がん患者から取られた38種類のがんについてすべての遺伝子情報解析

およそ2800人の患者から取られた38種類のがんについて、理化学研究所などが加わった国際研究グループが、すべての遺伝情報を解析し、4600万を超える遺伝子の変異などを見つけたと発表したことが報じられました。

 

データを活用すれば、がんが起きる仕組みや新たな治療法の開発が進むと期待されています。

 

理化学研究所と東京大学が加わった37か国の国際研究グループは、およそ2800人の患者から摘出された肝臓がんや前立腺がんなど38種類のがんについて、すべての遺伝情報を解析した結果をイギリスの科学雑誌「ネイチャー」に発表しました。

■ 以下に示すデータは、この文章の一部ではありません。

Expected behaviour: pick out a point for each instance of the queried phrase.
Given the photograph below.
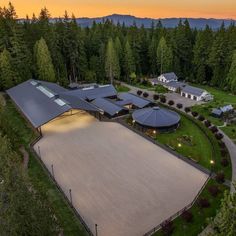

研究グループで、東京大学医科学研究所にある「SHIROKANE」など、10基のスーパーコンピューターを連結させて解析を進めたところ、合わせて4600万を超える遺伝子の変異や、遺伝情報が欠けている部分があるなどの異常が見つかりました。

また、がんの発生や進行に関わることが知られている変異や異常だけでも、1人のがんから平均で4個から5個見つかったということです。

データは世界中の研究者に公開されるということで、今後、がんが起きる仕組みの解明や、新しい治療法の開発などにつながると期待されています。